I'm sorry for being so weak in math. (I'm a student) For eg. this is a correlation matrix.

Q1        Q2        Q3
Q1  1.000000  0.707568  0.014746
Q2  0.707568  1.000000 -0.039130
Q3  0.014746 -0.039130  1.000000

Why is it symmetric? Why is Q1:Q2, the same as Q2:Q1? Shouldn't they be inverses of each other? How do I read this and understand the relation?

• The correlation between random variables $X$ and $Y$ is $\mathbb E [(X-\mu_x)(Y-\mu_y)]/\sigma_x \sigma_y$. You should be able to answer your question using the properties of expectations of products. Welcome to the site! – Emre May 7 '18 at 17:43
• I'm using the Pearson correlation – LazyAwkwardVaish Ok May 7 '18 at 17:44

The correlation matrix is a measure of linearity. It does not express how two variables are dependent on each other. If the relationship is approximately linear, the absolute value of correlation will be closer to 1. If there is no linear relationship, the value is zero.

Consider two sets of variables (x1,y1) and (x2,y2).

y1 = 2 * x1

y2 = 1000 * x2

In both these cases, the correlation is 1.

The exact relationship between x1 and y1 cannot be understood by looking only at the correlation matrix.

• Thanks for mentioning that with example. Suppose the constant/coefficient is lesser than 1. Like y1=0.5*x1. Would the correlation become negative now? – LazyAwkwardVaish Ok May 8 '18 at 11:03
• No. If you plot y1=0.5*x1, you will get a line in x-y plane. So, in this case also correlation is 1. – Saptarshi Roy May 8 '18 at 11:09
• So what does the negative correlation between two variables indicate? – LazyAwkwardVaish Ok May 8 '18 at 11:11
• Negative correlation means if x1 increases, y1 decreases.
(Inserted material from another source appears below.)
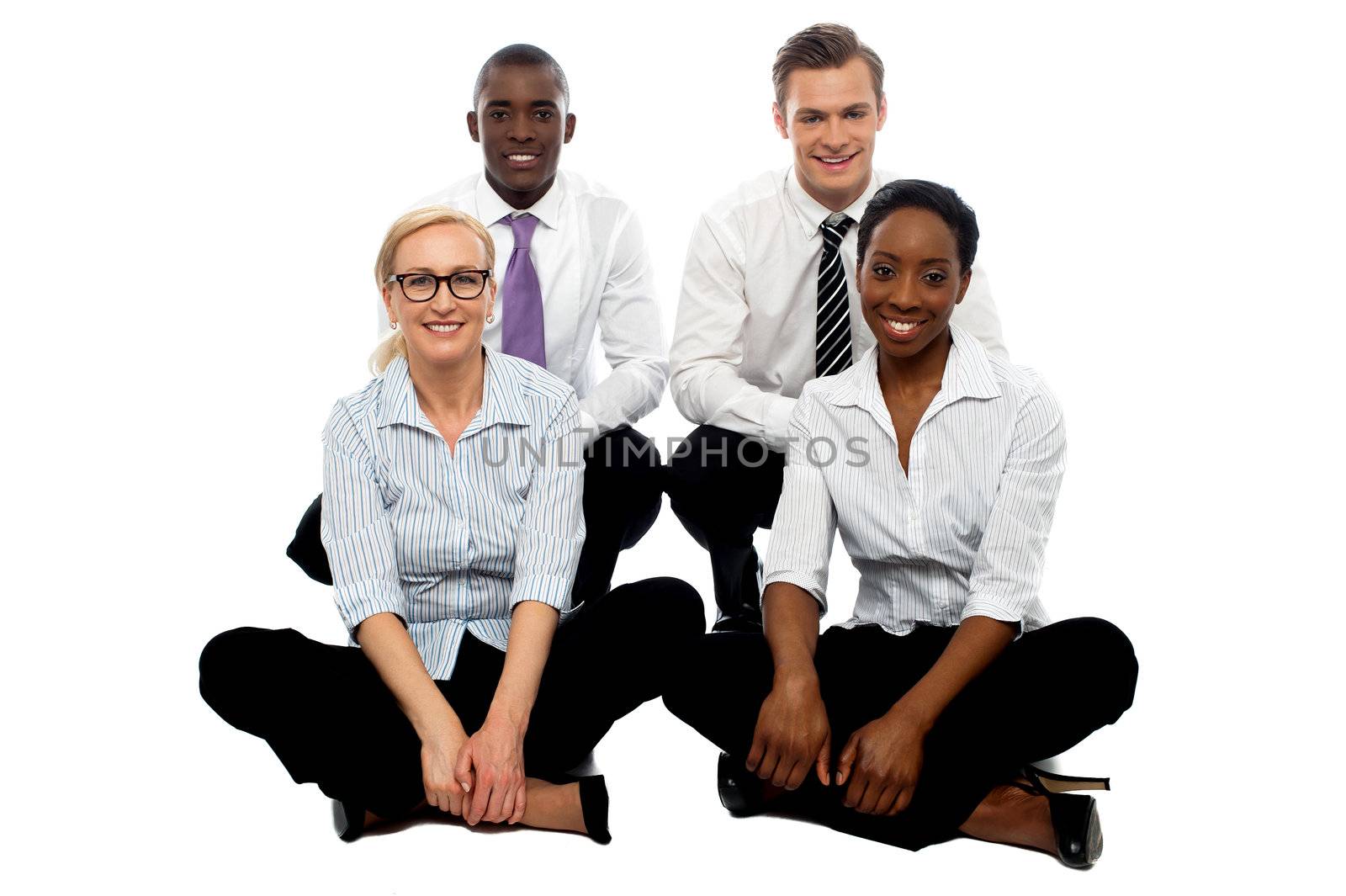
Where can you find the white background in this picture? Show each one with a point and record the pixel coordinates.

In all the previous examples, y1 increases with increasing x1. So, in all those cases correlation were 1. An example dataset (x1,y1) would have correlation -1 if the points lie on the line y1=-2*x1. – Saptarshi Roy May 8 '18 at 11:16
• "It does not express how two variables are dependent on each other" , Is there anything that is related to if/how two variables are dependent on each other? or should I post this as a question? – jimjim Oct 30 '19 at 2:38

Intuitively, the correlation matrix is symmetric because every variable pair has to have the same relationship (correlation) whether their correlation is in the upper right or lower left triangle. It doesn’t make sense to say the correlation between variables $X_1$ and $X_2$ is $\rho$, but the correlation between $X_2$ and $X_1$ is $\rho’\neq \rho$ if calculating a Pearson correlation (so correlation is symmetric).
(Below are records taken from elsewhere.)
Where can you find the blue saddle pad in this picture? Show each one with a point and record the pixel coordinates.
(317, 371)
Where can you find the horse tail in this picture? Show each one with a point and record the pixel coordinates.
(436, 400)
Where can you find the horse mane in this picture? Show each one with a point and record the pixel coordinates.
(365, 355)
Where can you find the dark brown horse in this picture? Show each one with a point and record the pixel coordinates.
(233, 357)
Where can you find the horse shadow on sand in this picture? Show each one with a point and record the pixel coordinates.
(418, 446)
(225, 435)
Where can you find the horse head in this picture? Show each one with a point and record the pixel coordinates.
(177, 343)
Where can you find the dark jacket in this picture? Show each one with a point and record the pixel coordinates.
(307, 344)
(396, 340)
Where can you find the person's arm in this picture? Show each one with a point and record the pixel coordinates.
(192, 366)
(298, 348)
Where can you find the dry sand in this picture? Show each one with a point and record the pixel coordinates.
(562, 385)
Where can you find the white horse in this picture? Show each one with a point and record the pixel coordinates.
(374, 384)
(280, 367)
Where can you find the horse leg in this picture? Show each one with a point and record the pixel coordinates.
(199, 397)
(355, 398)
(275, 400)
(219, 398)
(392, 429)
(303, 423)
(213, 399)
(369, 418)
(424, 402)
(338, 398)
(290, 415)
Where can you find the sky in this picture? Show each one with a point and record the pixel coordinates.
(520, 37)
Mathematically, correlation between two variables, $X$ and $Y$, is commutative: $Corr(X,Y)=Corr(Y,X)$.

In OP’s case, the correlation between Q1 and Q2 is the same calculation and therefore the same result as the correlation between Q2 and Q1. Therefore the correlation matrix will be symmetric.

There are more mathematical reasons and proofs why a correlation matrix of real valued variables has to be symmetric and positive semi-definite, but I’ve excluded them from this answer.
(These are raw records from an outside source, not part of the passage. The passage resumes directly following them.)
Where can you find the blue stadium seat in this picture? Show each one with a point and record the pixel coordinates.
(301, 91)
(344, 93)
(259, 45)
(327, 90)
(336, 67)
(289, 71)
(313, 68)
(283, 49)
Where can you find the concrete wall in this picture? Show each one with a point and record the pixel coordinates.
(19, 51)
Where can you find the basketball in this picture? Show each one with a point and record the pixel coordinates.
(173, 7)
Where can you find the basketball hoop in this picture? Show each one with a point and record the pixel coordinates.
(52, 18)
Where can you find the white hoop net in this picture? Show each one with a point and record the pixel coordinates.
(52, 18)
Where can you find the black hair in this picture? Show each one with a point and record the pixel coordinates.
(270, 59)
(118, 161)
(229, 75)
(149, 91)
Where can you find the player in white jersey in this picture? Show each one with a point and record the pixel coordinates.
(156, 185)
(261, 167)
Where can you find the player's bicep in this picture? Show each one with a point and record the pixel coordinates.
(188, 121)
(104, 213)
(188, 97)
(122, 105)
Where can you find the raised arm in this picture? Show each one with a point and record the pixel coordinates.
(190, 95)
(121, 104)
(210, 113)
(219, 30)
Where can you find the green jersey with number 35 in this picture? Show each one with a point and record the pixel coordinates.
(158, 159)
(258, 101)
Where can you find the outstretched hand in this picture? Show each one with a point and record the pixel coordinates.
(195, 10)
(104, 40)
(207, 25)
• So if the correlation Corr(A, B) and Corr(B,A) are the same i.e 0.707658. Which is the one that is bigger? How do I know the relative magnitudes of the variables looking that the matrix? – LazyAwkwardVaish Ok May 8 '18 at 6:23
• corr(A,B)=corr(B,A) since (pearson) correlation is defined as corr(X,Y)=cov(X,Y)/(std(X)*std(Y)), and cov(X,Y) (the covariance) is commutative, so cov(X,Y)=cov(Y,X). So neither is "bigger" – PyRsquared May 8 '18 at 8:00

A correlation matrix is symmetric because it represents correlations among variables and correlation is a symmetric relation.

What is a correlation matrix? A bit more formally, for a set of $$n$$ random variables $$X_{1},\ldots ,X_{n}$$ the correlation matrix contains at place $$(i,j)$$ the value of the correlation between $$X_{i}$$ and $$X_{j}$$.

Denote by $$corr(X_{i}$$, $$X_{j})$$ the correlation between variable $$X_{i}$$ and $$X_{j}$$. From the fact that correlation is a symmetric relation we have that for every $$i,j$$ $$corr(X_{i}, X_{j}) = corr(X_{j}, X_{i})$$

that is the $$(i,j)$$ entry of the correlation matrix is equal to the $$(j,i)$$ entry and this is precisely what makes a matrix symmetric.